Монах не знал, сколько времени он провел, погрузившись в себя и ощущая болезненную, ноющую пустоту. Немногочисленных людей, входивших в храм и выходивших оттуда, он не замечал. В приделе сгустилась тьма, сделав и самого монаха невидимым, — во всяком случае, человек, вступивший туда из мягкого полумрака, Кадфаэля не приметил. Монах не слышал шагов и понял, что его уединение нарушено, лишь когда кто-то ненароком натолкнулся на него и от неожиданности оперся ладонью о его плечо. Восклицания не последовало. Некоторое время, пока глаза незнакомца привыкали к темноте, он молчал, а затем послышался тихий голос:
— Прошу прощения, брат. Я тебя не заметил.
— Я и стремился к тому, чтобы меня не замечали.
— Бывали времена, — без удивления откликнулся незнакомец, — когда я и сам хотел того же.
Он убрал с плеча монаха крепкую ладонь с длинными сильными пальцами. Кадфаэль открыл глаза и увидел смутно вырисовывавшуюся в темноте высокую худощавую фигуру и слегка склоненное вниз овальное лицо с высокими скулами.

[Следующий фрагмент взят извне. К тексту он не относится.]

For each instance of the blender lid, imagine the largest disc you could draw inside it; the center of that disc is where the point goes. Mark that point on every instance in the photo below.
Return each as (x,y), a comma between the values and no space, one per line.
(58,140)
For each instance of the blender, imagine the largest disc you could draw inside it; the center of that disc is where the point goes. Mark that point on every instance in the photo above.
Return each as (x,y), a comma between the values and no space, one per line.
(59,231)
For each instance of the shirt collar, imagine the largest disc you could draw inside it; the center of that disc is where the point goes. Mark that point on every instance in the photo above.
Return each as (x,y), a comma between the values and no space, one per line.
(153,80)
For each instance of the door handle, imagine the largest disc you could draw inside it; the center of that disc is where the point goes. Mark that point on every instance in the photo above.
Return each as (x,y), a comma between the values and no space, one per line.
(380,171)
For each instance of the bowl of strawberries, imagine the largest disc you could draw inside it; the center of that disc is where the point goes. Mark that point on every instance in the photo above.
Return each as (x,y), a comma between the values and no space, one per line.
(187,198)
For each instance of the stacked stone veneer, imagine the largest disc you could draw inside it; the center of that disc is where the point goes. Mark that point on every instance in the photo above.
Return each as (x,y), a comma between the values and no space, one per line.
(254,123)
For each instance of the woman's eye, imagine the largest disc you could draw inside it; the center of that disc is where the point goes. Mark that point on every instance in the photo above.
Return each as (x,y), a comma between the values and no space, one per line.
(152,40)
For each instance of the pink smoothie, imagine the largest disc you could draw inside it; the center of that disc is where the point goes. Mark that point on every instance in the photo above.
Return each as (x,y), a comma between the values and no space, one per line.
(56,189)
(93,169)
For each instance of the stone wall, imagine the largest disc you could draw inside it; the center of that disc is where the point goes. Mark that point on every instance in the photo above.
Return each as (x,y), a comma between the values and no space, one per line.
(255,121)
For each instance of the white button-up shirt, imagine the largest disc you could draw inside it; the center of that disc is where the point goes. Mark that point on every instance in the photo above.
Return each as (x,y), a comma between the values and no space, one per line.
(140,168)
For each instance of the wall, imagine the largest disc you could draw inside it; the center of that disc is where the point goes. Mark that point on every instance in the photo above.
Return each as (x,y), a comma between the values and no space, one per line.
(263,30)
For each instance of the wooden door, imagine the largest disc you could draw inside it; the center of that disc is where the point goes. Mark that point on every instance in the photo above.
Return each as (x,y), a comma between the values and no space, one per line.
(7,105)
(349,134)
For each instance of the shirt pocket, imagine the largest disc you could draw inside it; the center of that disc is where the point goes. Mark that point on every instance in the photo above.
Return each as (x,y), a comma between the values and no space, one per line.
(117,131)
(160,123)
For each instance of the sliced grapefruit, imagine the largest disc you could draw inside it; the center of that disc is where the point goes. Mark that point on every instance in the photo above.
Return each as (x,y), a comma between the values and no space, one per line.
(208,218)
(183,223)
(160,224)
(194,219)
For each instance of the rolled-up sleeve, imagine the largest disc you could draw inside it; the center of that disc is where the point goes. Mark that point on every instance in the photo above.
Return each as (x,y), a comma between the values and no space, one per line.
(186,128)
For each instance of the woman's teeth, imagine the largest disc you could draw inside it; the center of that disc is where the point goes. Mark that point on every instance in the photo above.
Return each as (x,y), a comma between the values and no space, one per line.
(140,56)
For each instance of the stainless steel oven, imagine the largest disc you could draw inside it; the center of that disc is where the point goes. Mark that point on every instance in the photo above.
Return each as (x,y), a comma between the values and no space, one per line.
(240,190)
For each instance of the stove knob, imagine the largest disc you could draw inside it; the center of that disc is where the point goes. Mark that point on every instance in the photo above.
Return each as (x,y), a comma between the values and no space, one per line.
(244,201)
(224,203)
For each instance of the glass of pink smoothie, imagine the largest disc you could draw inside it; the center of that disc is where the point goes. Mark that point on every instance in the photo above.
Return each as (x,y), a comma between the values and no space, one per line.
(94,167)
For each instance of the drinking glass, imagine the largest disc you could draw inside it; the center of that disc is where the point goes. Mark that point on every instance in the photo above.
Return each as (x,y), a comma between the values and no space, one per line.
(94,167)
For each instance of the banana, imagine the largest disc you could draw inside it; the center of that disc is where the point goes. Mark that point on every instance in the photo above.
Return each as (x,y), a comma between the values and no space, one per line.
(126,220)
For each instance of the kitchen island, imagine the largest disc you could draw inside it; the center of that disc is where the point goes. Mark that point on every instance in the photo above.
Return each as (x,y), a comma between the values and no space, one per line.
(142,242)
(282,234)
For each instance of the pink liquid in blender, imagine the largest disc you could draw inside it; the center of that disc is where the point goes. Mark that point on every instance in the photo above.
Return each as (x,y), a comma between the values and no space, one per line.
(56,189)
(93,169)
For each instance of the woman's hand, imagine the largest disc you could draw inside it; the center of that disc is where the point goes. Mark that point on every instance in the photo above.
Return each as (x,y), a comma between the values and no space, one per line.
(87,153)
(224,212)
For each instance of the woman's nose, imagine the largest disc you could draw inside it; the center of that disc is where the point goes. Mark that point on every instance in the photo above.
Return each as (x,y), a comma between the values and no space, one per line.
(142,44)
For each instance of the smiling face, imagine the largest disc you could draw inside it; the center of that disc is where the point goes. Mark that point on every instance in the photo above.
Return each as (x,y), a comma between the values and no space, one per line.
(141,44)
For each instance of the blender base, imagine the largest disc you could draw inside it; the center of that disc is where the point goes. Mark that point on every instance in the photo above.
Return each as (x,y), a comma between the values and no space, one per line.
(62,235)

В посадке головы было что-то орлиное. Внимательные, проницательные глаза со слегка раздражающей неспешностью изучали монаха. Оказавшись лицом к лицу с простым человеком, не союзником и не врагом, Филипп смотрел на него с нескрываемым любопытством.
— Неужто, брат, и здесь, в святой обители, есть горести и тревоги?
— Горести есть повсюду, — отвечал Кадфаэль, — и здесь, и за монастырскими стенами. Так уж устроен наш мир.
— Я испытал это на себе, — промолвил Филипп и слегка отстранился, но не отошел и не отвел от монаха пронизывающего взгляда лишенных иллюзий глаз. Он был по-своему красив и молод — слишком молод, чтобы скрыть незаурядность своего ума.
«Ему ведь еще и тридцати нет, — подумал монах, — ровесник Оливье». В сумраке ему почудилось, что Фицроберт чем-то напоминает Оливье, — словно туманное отражение.
— Да сотрется печаль из твоей памяти, брат, — сказал Филипп, — как только мы, чужаки, уедем отсюда и оставим вас с миром. Как сотрется и память о нас, лишь только смолкнет стук копыт наших коней.
— На все воля Божья, — отозвался Кадфаэль, однако уже сейчас невесть почему почувствовал, что пожеланию Филиппа сбыться не суждено.
Молодой человек повернулся и из темного придела через сравнительно светлое пространство нефа и хора направился к высокому алтарю. Кадфаэль же остался на месте, гадая, отчего, когда Фицроберт ошибочно принял его за брата этой обители, он не спросил у сына Глостера напрямик, кто держит в плену Оливье? Счел неподходящим время и место либо же опасался услышать ответ?